The Anambra State Government of Chief Willie Obiano declared last Monday, November 18, as a public holiday. It was, according to the government, to mark the birthday of the late doyen of Nigeria’s politics, and first president of the country, Dr Nnamdi Azikiwe. A statement signed by the Chief Press Secretary to the Governor, Mr James Eze, explained that the holiday would have held on his actual birthday which was Saturday, November 16, but had to be observed on Monday November 18, for what he described as obvious reasons.
The Government of Anambra State further stated that the declaration came on the heels of repeated appeals by Governor Obiano to the Federal Government to declare a national public holiday in honour of the great Zik as had been done for other illustrious leaders across the continent who led their respective countries from the shackles of colonial rule to independence.
The statement further stated that henceforth, November 16 had been set aside in Anambra State to commemorate the Right Hon Dr Nnamdi Azikiwe, to celebrate his legacies and reflect on the ideals and values that the great statesman lived and died for.
Thus, on Monday, November 18, a work free day was observed by the state’s workforce. Not just that, business and economic activities were grounded following the shutting down of major markets in the state, as we learnt, on the directives of the state Government.
We totally agree with the Anambra State Government on the need to give honour to Zik, being that he thoroughly deserved such, given his humongous contribution to the Independence of the country and his consistent efforts in preserving her oneness.

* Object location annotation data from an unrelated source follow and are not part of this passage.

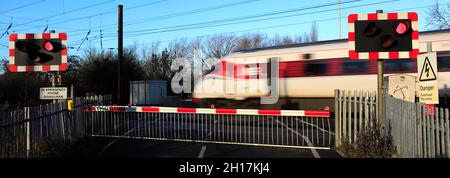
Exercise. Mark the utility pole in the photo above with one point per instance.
(120, 53)
(53, 74)
(340, 19)
(380, 78)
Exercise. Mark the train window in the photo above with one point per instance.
(354, 67)
(399, 65)
(316, 68)
(444, 62)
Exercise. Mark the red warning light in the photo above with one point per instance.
(403, 27)
(48, 46)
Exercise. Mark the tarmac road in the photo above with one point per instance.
(140, 148)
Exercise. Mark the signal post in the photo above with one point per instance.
(46, 52)
(380, 36)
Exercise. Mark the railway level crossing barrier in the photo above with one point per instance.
(276, 128)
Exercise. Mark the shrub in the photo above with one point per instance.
(370, 143)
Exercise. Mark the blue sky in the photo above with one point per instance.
(147, 21)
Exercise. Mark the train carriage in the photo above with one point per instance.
(308, 74)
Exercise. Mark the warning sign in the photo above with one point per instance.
(428, 83)
(427, 73)
(53, 93)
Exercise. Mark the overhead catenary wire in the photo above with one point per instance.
(23, 6)
(235, 18)
(200, 25)
(173, 15)
(86, 38)
(103, 13)
(271, 27)
(66, 12)
(7, 30)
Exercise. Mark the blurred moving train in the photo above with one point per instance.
(308, 74)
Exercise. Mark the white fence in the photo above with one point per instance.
(21, 129)
(279, 128)
(416, 130)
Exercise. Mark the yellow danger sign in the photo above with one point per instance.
(428, 78)
(427, 73)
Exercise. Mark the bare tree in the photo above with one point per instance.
(219, 45)
(314, 34)
(253, 40)
(282, 40)
(438, 17)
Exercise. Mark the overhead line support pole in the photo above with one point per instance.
(120, 53)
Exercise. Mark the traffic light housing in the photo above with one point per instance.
(38, 52)
(383, 36)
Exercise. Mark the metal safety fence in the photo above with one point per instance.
(280, 128)
(21, 129)
(415, 130)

However, we are not very comfortable with the declaration of the day of Zik’s birth as a public holiday. Our stand is based on the fact that the country already has more than her fair share of holidays; perhaps ranking among countries with the highest number of such.
Granted that some other countries may have been honouring their heroes with similar holidays; but we must not copy those countries in everything.
We believe that constant holidays as we have in the country, promote a culture of indolence and unproductivity. For instance, the country has 104 days lost to weekends out of the 365 days we have this year.
We have had 13 national public holiday declarations (the actual days of holiday are more than 13) and we will have 15 by the end of the year.
Now, given the dire strait of the country’s economy, the country can clearly ill afford the luxury of such holidays.
Rather than luxuriate in unproductive holidays, the country, indeed, Anambra, in this very case, could have sought more productive ways of honouring Zik; which, we are certain, Zik himself would have preferred.
Such productive alternatives would be based on the propagation of the ideals for which Zik was known for. For instance, the State Government may consider building and funding a research institute named after Zik.
The Government could also think about setting up a Zik Foundation to fund scholarships.
Indeed, there are many ways to immortalize Zik. But moving a celebration of his birthday from the actual day (Saturday) to Monday, just so we can have a public holiday is not one of such many ways to immortalize Zik; after all, it is not as if Zik has not had his fair share of recognitions in the country.
We know that he has an airport, university and secondary schools, as well as roads and streets across the country named after him. He also has his image on one of the country’s currency notes; the N500 Naira note.
There is also the annual Zik Lecture series at Nnamdi Azikiwe University, Awka. In fact, this was held on the very day of his birthday, November 16; something we feel should have sufficed. But going ahead to declare a public holiday two days after, at the beginning of a working week, is in our view, going a bit too far.
Shutting major markets also was just as bad as it connoted the use of power. It sadly looked like the action of a pro-Biafra group, Indigenous People of Biafra, IPOB, who has always been berated by Government for forcing people to shut down businesses once every year in remembrance of the Biafran dead. Thus, looking at both actions, one finds it difficult to make a difference.
The danger of such arbitrary declaration of public holidays, as in this case, to mark Zik’s birthday, is that very soon, the birthdays of the late Biafran leader, Chukwuemeka Odumegwu Ojukwu; first senate President, Nwafor Orizu, and others, will equally be marked with public holidays. Possibly too, their death days may also be marked at some point with work free days.
We sincerely commend the Anambra State Government for its passion for Zik. We however urge that in future, care should be taken not to be influenced by sentiments in taking certain decisions. The country, nay Anambra State, can do with less public holidays.